How about off-CPU time?
$ /usr/share/bcc/tools/offcputime -df -p $(pidof swoole-cli) > wait.stack
$ < wait.stack inferno-flamegraph -c blue > offcputime.svg
Hmm, we are waiting for __munmap
and enframe
and lots of page faults. Maybe memory issue? Maybe it's related to the memory allocator?
Mimalloc to help
We all known musl's malloc is slow, and swoole-cli has support mimalloc.
Let's see if my swoole-cli is using mimalloc:
$ MIMALLOC_VERBOSE=1 swoole-cl
(no output)
Nope, mimalloc is not linked.
From the build script, I found it didn't add -lmimalloc
:(
Add that flag back and recompile, it now has mimalloc linked.
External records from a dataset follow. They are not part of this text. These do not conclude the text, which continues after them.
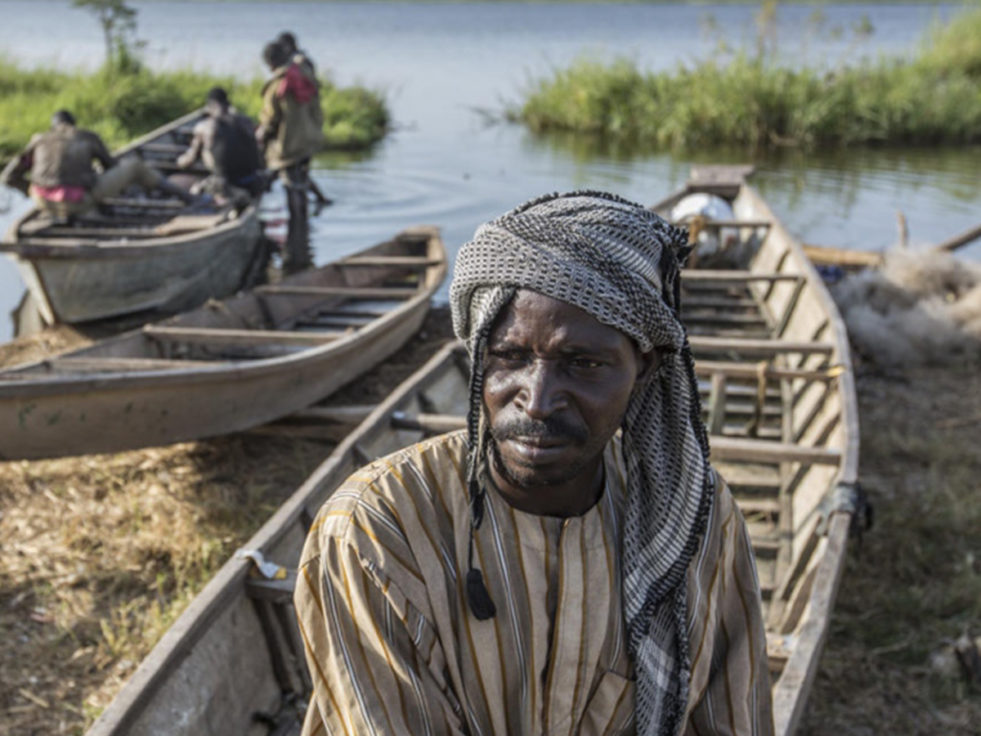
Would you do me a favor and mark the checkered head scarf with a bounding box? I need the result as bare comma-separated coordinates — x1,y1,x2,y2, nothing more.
450,191,715,736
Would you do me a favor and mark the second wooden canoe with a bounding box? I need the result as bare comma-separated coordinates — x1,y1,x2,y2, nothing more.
0,227,446,460
0,110,264,324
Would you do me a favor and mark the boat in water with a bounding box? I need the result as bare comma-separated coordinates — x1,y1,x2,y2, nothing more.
89,167,858,736
0,110,266,325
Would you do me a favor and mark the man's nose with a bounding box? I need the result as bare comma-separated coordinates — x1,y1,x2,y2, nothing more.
518,360,565,419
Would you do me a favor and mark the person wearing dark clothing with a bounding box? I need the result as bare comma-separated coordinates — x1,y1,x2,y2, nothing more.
0,110,193,219
276,31,333,210
177,87,263,199
256,43,323,272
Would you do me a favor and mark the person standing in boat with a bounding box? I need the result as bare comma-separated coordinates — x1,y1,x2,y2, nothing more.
177,87,264,206
276,31,333,210
0,110,194,220
294,192,773,736
256,42,324,272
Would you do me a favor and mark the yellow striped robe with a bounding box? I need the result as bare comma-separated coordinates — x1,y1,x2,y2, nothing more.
295,432,772,736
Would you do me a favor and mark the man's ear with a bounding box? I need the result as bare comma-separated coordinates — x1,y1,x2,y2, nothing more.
637,348,661,383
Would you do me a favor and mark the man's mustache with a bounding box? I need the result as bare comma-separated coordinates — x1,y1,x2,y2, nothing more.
491,417,588,442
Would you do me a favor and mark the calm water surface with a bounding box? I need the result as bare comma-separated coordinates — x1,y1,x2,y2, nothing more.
0,0,981,339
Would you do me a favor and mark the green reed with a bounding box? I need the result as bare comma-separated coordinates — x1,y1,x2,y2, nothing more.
509,5,981,148
0,60,389,156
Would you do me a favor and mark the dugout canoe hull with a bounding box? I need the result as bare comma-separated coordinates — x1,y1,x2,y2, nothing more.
0,111,264,324
89,165,858,736
0,227,446,459
653,167,860,736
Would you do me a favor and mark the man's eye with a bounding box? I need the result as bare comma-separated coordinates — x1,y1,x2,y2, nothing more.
490,349,525,363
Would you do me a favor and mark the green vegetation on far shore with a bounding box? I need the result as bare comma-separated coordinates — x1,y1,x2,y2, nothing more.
0,60,389,157
509,3,981,149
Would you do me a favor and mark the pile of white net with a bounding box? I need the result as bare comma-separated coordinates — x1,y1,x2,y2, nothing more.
832,249,981,367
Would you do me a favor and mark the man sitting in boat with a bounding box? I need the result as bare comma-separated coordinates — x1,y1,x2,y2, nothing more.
294,192,773,736
0,110,194,220
177,87,264,203
276,31,333,210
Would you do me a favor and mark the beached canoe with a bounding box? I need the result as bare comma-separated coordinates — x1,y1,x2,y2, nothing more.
0,111,265,324
0,227,446,460
89,169,858,736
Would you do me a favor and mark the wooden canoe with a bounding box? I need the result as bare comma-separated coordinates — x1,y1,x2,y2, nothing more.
89,170,858,736
0,227,446,459
0,111,264,324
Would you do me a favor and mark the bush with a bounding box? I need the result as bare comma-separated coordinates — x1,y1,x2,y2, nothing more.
0,61,389,156
509,10,981,148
$ MIMALLOC_VERBOSE=1 swoole-cli
mimalloc: process init: 0x7f708cf35020
mimalloc: secure level: 0
mimalloc: using 1 numa regions
mimalloc: option 'show_errors': 0
mimalloc: option 'show_stats': 0
mimalloc: option 'eager_commit': 1
mimalloc: option 'deprecated_eager_region_commit': 0
mimalloc: option 'deprecated_reset_decommits': 0
mimalloc: option 'large_os_pages': 0
mimalloc: option 'reserve_huge_os_pages': 0
mimalloc: option 'reserve_huge_os_pages_at': -1
mimalloc: option 'reserve_os_memory': 0
mimalloc: option 'deprecated_segment_cache': 0
mimalloc: option 'page_reset': 0
mimalloc: option 'abandoned_page_decommit': 0
mimalloc: option 'deprecated_segment_reset': 0
mimalloc: option 'eager_commit_delay': 1
mimalloc: option 'decommit_delay': 25
mimalloc: option 'use_numa_nodes': 0
mimalloc: option 'limit_os_alloc': 0
mimalloc: option 'os_tag': 100
mimalloc: option 'max_errors': 16
mimalloc: option 'max_warnings': 16
mimalloc: option 'max_segment_reclaim': 8
mimalloc: option 'allow_decommit': 1
mimalloc: option 'segment_decommit_delay': 500
mimalloc: option 'decommit_extend_delay': 2
And now it performs much better, 37x improvement:
Running 10s test @ http://127.0.0.1:9501
1 threads and 10 connections
Thread Stats Avg Stdev Max +/- Stdev
Latency 601.61us 186.81us 4.51ms 87.57%
Req/Sec 16.52k 378.21 16.91k 89.00%
Latency Distribution
50% 531.00us
75% 550.00us
90% 1.05ms
99% 1.12ms
164353 requests in 10.00s, 25.86MB read
Requests/sec: 16432.60
Transfer/sec: 2.59MB
Again, from the on-CPU flamegraph I can't see any problem. But from the off-CPU time flamegraph, it's spends most time doing network calls now.
How about newer machines?
I did all above on a Pentium T4500 machine, it's quite old.
So I copy the binary to an AMD Zen3 machine to see how it performs.
With musl malloc (from 400 to 14000):
$ wrk -c 250 -t 2 -d 60s -L http://127.0.0.1:9501
Running 1m test @ http://127.0.0.1:9501
2 threads and 250 connections
Thread Stats Avg Stdev Max +/- Stdev
Latency 17.84ms 719.01us 41.92ms 63.52%
Req/Sec 7.04k 261.63 7.47k 56.83%
Latency Distribution
50% 17.54ms
75% 18.69ms
90% 18.87ms
99% 19.02ms
840619 requests in 1.00m, 132.28MB read
Requests/sec: 14009.94
Transfer/sec: 2.20MB
With mimalloc (from 16000 to 160000):
Running 1m test @ http://127.0.0.1:9501
2 threads and 250 connections
Thread Stats Avg Stdev Max +/- Stdev
Latency 1.47ms 55.89us 4.78ms 97.60%
Req/Sec 85.31k 1.93k 88.26k 92.25%
Latency Distribution
50% 1.47ms
75% 1.48ms
90% 1.50ms
99% 1.54ms
10189141 requests in 1.00m, 1.57GB read
Requests/sec: 169815.19
Transfer/sec: 26.72MB
Again, over 10x improvement!
CPU improvement in these 10 years is HUGE.